Antes de adentrarse en los nueve círculos infernales, Dante se detiene en una antesala, para describirnos a quienes allí se encuentran, «gentes que vivieron sin gloria ni infamia» entre las que se cuentan los ángeles que no se rebelaron contra Dios, pero no por lealtad, sino para evitar las consecuencias de tomar partido. El cielo rechaza a los tibios porque no hicieron nada bueno; y el infierno no los admite porque no hicieron nada malo. Y junto a los tibios se hallan también, acosados por una muchedumbre de avispas, los cobardes, entre quienes Dante no tiene rebozo alguno en situar a un Papa que renunció a la tiara. Y puesto que el Dante tuvo el valor de situar a ángeles y Papas en la antesala del infierno, viviendo eternamente sin gloria ni infamia, no creo que pase nada porque nosotros hagamos lo mismo con nuestros obispos.

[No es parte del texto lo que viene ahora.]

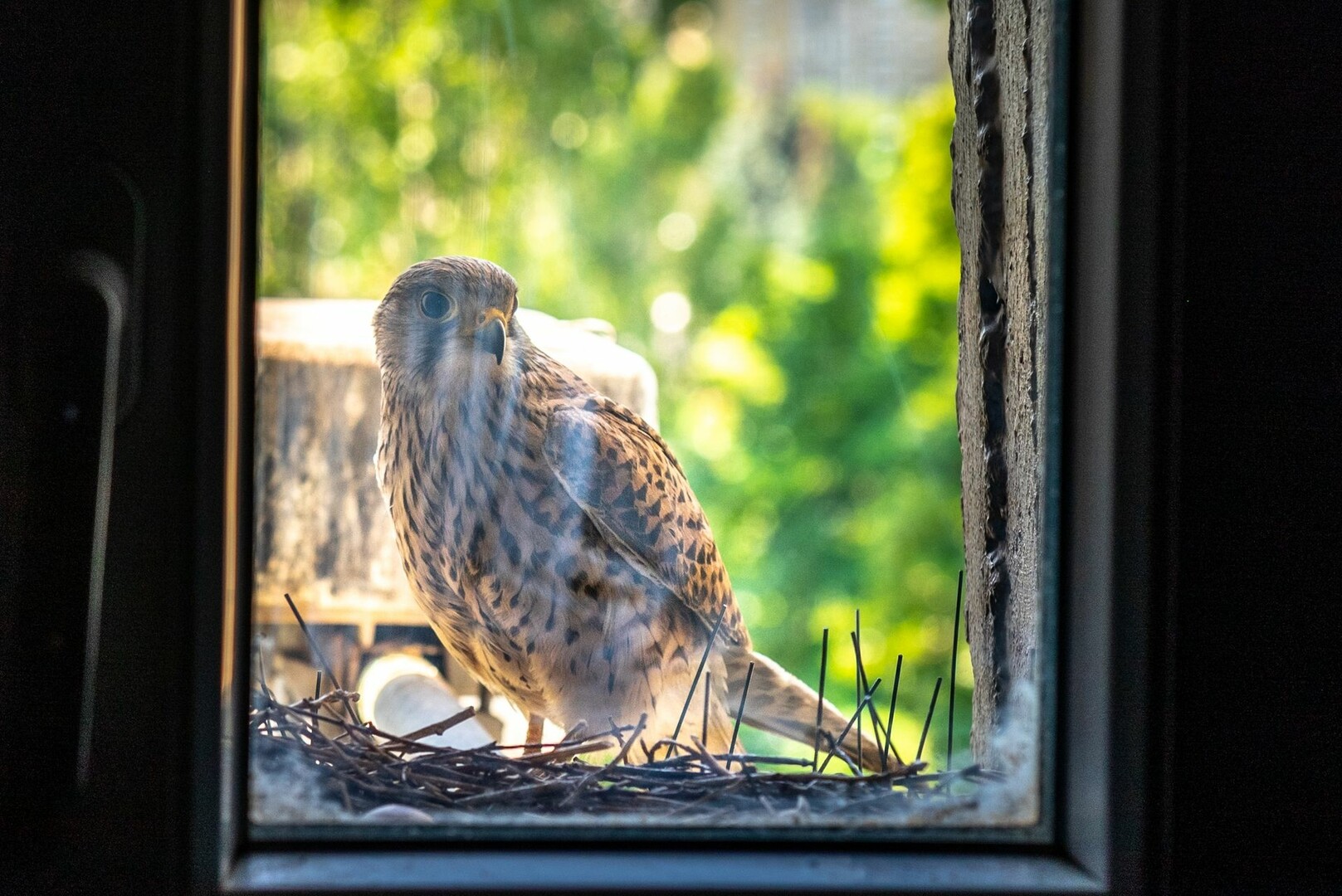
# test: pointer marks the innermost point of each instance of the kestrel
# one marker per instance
(549, 533)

Y no, desde luego, por no erigirse en paladines de la memoria de Franco. Es cierto que Franco salvó a muchos católicos de un exterminio satánico; pero también es cierto, como nos enseña Castellani, que entre quienes vociferaban «¡Guerra santa!» se contaban muchos fariseos que habían perpetrado infinidad de pecados contra el pobre. Quiero decir que ningún obispo está obligado a tener un juicio positivo de Franco, como si fuese un santito de peana, ni del régimen político que durante cuarenta años protegió y colmó de privilegios a la Iglesia. Y, además, un obispo tiene que actuar con prudencia, para evitar que sus palabras causen daño a los fieles que tiene encomendados. En cambio, un obispo está obligado a defender los derechos de Dios, entre los que sin duda se hallan la inviolabilidad de los lugares de culto y el respeto debido a los muertos. Pero nuestros obispos, en cuanto el Estado Leviatán ha enseñado las garras, se han encogido, temerosos de perder la tajada de la asignación tributaria (que, a estas alturas, es la mayor calamidad que sufre la Iglesia española, pues la priva de libertad a la vez que descompromete a sus fieles, que piensan que ya cumplen poniendo la X en los formularios del Estado Leviatán). Esta tibieza de los obispos tiene, ciertamente, sus causas (digámoslo así) fisiológicas; no hay más que reparar en muchos de ellos para comprender que no han nacido con vocación de Viriato ni de Guzmán el Bueno. Pero la principal causa de esta falta de iniciativa episcopal es de índole espiritual; es falta de fortaleza y convicción en los principios que informan su vida, que no pueden estar a merced de las veleidades del poderoso de turno. Al no haber mostrado fortaleza, los obispos delatan que su fe es inerte; pues la fe, cuando es auténtica, es un principio transformador (y no pocas veces desgarrador), como es la germinación para el grano de trigo, que lo hace fecundo a la vez que muere. Y, desde luego, esta tibieza siembra el abatimiento y la desmoralización entre los fieles; pues a nadie le apetece defender una causa cuyos generales se esconden cuando silban las balas.
Pero la tibieza, siendo triste, es menos dañina y villana que la cobardía. El tibio se achanta por timidez, por apocamiento o por seguir disfrutando de X chollete; el cobarde lo hace por doblez, mostrando indiferencia ante sus inferiores y arrastrándose como un ofidio ante los fuertes y poderosos. Y los obispos españoles, permitiendo que el prior del Valle de los Caídos sea vituperado y convertido en escupidera del resentimiento por defender lo que ellos estaban obligados a defender (que no es a Franco, sino los derechos de Dios), han obrado con una cobardía moral nauseabunda. Me resta el consuelo de pensar que, para su mortificación, en sus conciencias estragadas por la tibieza y la cobardía resonará cierta voz: «¿Por qué tembláis, hombres de poca fe?».